Genetic Variant May Lead to New Treatment Options for Inflammatory Bowel Disease


Risk factor may serve as a future drug target for ulcerative colitis.

Investigators have identified a genetic variant that doubles the risk of developing ulcerative colitis.

Ulcerative colitis and Crohn’s disease are 2 primary subtypes of inflammatory bowel disease (IBD). Currently, more than 300,000 individuals suffer from IBD in the UK. The exact cause of the disease remains unclear.

In a study published in Nature Genetics, investigators examined the genomes of 16,000 patients with IBD in the UK, as well as 10,000 more patients from a previously published international study. According to the authors, this is the largest whole-genome IBD genetic study to-date.

Through the study, the investigators identified a rare genetic variant that doubles the risk of ulcerative colitis. The results of the study showed that the variant affects the gene ADCY7, which is found in 1 of 200 people in the UK.

It is one of the strongest genetic risk factors associated with ulcerative colitis identified to-date, and could serve as a future drug target for IBD, according to the study.

In the second study, the investigators found that integrin proteins—–which act as bridges for interactions between cells from the immune system and the rest of the body––play a key role in the increased risk of IBD.

The results of the study showed genetic variants that increase the risk of IBD also increase the expression of certain integrins as a response to immune system stimulation.

“We study genetics because we ultimately want to understand the biology of the disease,” said first author Katrina de Lange. “From the genetic information we can extract a compelling story about why a particular anti-integrin drug is effective against inflammatory bowel disease, or why others have serious [adverse events].”

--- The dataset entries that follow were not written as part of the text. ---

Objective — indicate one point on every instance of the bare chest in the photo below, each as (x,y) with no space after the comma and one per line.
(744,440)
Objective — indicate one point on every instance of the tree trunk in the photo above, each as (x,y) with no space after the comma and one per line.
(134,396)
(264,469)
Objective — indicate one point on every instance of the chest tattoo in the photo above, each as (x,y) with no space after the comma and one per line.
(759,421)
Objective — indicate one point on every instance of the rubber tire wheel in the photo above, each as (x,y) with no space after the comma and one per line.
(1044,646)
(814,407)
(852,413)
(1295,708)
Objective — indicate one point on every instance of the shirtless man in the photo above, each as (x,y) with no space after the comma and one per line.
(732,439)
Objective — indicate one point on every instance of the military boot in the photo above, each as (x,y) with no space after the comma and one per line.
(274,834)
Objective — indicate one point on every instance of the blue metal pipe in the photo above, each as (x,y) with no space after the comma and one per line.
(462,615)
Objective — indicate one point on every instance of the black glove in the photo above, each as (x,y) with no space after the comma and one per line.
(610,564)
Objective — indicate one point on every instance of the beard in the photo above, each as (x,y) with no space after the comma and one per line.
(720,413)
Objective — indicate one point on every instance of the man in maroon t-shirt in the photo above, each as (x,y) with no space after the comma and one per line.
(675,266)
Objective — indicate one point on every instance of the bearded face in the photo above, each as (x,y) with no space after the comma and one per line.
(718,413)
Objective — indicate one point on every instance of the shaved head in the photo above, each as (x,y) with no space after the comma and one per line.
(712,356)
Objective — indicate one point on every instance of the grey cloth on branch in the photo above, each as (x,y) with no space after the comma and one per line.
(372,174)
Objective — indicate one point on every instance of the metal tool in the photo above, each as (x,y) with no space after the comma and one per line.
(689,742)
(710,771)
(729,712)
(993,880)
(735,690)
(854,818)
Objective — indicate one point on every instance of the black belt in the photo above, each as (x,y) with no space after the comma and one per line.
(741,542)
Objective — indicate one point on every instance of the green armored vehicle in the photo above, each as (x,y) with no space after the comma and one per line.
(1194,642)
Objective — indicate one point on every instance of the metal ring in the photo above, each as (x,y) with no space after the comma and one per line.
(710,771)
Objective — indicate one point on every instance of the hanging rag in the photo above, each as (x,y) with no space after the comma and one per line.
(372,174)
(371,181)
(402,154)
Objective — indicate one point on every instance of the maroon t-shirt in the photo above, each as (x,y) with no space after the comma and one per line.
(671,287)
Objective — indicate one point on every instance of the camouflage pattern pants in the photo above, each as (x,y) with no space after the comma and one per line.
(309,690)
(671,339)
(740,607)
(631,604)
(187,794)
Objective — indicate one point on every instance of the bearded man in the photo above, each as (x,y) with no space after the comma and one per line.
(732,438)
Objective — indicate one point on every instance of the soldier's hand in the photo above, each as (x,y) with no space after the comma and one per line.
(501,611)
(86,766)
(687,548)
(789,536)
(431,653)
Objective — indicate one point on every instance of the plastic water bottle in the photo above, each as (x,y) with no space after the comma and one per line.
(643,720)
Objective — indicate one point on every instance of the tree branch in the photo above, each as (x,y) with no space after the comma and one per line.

For the next step, the investigators aim to sequence 25,000 genomes of IBD patients in the next 5 years.

“Whilst there are challenges in recruiting large numbers of patients to IBD studies and interpreting the resulting volume of data, there are also great opportunities to better understand the role of genetic variation in not only risk of disease but also in treatment and prognosis,” said co-author Dr Miles Parkes. “The IBD BioResource will drive recruitment of IBD patients across the UK and allow recall of patients for repeat tests so the function of specific genes behind IBD can be explored.”

The authors noted that the study results will be translated into potential treatments by Open Targets, an initiative that uses the outputs of genetic studies and works with pharmaceutical companies to aid new treatment developments for different diseases, including IBD.

“The scale of these collaborations means we are able to spot genetic associations to IBD that we hadn’t seen previously,” said lead author Dr Carl Anderson. “We hope that by continuing to work together we will be able to translate these findings into better treatments for IBD patients.”